July 31.Mr. Simon Clement, in reference to the complaints against the Lieutenant Governor of St. Christophers, acquainted the Board that Mr. Cole, the petitioner, is an inhabitant of Nevis, and writes with assurance that the facts alleged are true, and that he had sent the names of four persons, viz: John Pogson, John Panton, Samuel Crook and Henry Burrell, whom he desired might be joined with any others that shall be thought fit to be made Commissioners for enquiring thereinto. Upon which, their Lordships thinking fit to speak with Col. Codrington before they take any resolution therein, ordered that he have notice to attend the Board to-morrow morning.
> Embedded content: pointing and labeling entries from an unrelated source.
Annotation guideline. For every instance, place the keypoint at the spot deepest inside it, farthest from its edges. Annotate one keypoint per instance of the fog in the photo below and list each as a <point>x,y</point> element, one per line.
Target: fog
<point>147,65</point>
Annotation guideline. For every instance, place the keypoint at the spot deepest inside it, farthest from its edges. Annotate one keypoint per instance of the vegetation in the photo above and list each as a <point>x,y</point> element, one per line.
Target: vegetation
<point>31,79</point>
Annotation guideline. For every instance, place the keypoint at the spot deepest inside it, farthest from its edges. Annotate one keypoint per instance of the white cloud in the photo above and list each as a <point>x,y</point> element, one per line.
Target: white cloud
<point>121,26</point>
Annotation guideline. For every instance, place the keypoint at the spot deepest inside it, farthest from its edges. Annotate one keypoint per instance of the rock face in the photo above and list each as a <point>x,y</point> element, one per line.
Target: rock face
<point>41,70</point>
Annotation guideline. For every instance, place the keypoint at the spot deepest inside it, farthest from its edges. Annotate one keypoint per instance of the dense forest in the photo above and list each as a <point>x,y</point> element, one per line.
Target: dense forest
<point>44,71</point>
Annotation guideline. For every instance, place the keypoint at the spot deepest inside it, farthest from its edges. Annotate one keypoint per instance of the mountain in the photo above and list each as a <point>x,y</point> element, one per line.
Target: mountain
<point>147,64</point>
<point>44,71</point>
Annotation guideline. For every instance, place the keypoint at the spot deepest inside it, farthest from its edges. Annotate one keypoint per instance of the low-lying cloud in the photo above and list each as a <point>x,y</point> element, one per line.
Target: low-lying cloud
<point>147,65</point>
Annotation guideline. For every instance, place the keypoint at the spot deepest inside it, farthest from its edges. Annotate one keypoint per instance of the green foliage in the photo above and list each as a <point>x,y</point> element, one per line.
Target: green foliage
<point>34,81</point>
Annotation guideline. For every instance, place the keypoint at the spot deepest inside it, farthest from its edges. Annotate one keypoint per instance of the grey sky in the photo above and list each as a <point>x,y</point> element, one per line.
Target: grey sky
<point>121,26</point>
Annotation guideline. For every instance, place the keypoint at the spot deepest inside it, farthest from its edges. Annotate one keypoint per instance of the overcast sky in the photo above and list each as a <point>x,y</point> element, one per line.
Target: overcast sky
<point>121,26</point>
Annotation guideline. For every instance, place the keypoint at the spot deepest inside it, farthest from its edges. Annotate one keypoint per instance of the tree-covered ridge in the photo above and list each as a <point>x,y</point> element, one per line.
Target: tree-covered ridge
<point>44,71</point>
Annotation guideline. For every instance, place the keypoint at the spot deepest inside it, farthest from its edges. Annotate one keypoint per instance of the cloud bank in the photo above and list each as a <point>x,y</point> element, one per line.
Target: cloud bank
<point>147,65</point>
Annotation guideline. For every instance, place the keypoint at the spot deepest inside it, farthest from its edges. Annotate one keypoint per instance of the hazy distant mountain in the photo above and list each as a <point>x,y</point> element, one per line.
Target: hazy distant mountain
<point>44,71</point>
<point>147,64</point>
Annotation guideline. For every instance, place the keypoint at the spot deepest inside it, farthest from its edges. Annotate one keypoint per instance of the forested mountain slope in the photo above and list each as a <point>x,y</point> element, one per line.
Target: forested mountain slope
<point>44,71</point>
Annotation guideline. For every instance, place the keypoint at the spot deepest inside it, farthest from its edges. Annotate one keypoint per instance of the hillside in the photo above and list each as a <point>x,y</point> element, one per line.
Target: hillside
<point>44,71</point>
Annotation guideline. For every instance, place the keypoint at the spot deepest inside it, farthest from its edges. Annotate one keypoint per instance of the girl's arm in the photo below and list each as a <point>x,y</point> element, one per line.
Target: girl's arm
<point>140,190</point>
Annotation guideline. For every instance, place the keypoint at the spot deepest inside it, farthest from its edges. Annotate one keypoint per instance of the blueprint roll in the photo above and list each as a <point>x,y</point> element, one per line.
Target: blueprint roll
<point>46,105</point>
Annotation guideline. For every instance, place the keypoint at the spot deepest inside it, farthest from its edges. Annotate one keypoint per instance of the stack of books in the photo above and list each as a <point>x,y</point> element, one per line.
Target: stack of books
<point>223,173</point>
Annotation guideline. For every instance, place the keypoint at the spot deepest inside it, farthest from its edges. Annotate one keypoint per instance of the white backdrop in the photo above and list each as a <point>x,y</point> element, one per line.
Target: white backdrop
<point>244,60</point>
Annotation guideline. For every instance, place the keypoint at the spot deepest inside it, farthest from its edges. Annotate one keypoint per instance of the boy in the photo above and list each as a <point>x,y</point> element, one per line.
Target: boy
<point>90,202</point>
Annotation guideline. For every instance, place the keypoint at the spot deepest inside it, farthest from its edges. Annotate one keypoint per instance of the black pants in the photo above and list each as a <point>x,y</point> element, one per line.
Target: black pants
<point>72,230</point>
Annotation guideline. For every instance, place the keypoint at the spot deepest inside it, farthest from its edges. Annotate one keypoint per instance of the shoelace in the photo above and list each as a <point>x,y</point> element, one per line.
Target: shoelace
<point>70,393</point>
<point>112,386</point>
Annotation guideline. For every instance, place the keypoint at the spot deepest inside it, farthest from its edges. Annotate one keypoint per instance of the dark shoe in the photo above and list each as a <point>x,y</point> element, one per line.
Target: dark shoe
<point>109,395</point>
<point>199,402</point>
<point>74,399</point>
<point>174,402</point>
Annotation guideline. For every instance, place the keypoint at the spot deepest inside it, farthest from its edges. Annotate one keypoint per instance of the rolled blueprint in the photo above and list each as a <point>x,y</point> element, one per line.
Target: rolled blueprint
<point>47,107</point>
Letter from Col. Nicholson, June 10th, read, and papers there-with received laid before the Board. [Board of Trade. Journal, 13. pp. 128–139; and 97. Nos. 131, 132.]
July 31.677. Minutes of Council of Massachusetts Bay. The Lieutenant Governor produced a letter from Major Tyng, July 29, in return of the order sent to him to be conveyed to the Pennecook Sachems together with a narrative of Capt. Jerathmeel Bowers, who was sent to Pennecooke with the said orders, containing his observations of the carriage of the Indians and his suspicion of their having some ill design on foot. Advised, that Col. John Phillips and Major James Converse be appointed to undertake a voyage to the eastward, and to direct the erecting of a Trading-house and fortification at Cascobay, according to the resolve of the General Assembly at their late Session, and to draw up a Memorial of such materials, tools, etc., as they shall think necessary, and of what workmen must be employed thereabouts.
Thomas Cooper, merchant, granted licence to build a bakehouse on the backside of his brick-house in Shrimpton's Lane in Boston, provided he slate and roughcast the same.
Licence granted to David Robertson, mariner, to build a house of timber upon a piece of land in Boston; between Mr. Increase Mather's and the widow Rainsford's, provided he build the ends of brick, rough cast the sides, and build a flat roof to the same.
Licence granted to Samuel Sewall to erect a barn in the south end of Boston, on land formerly belonging to Robert Walker.
Aug. 1.Account of Daniel Willard, keeper of the prison, for the maintenance of four pirates, paid.
Payment ordered for the mending of the road to Connecticut.
15l. ordered to be paid to Mr. Samuel Emery, minister of Wells.
Licence granted to Samuel Bridge, senr., to erect a barn of timber, near his own house at the south end of Boston. [Board of Trade. Massachusetts Bay, 2. pp. 3–6.]
July 31.678. Minutes of Council in Assembly of New York. Petition of John Marsh referred to a Committee.
Joint Committee of the two Houses appointed to consider His Excellency's proposal for building a Fort.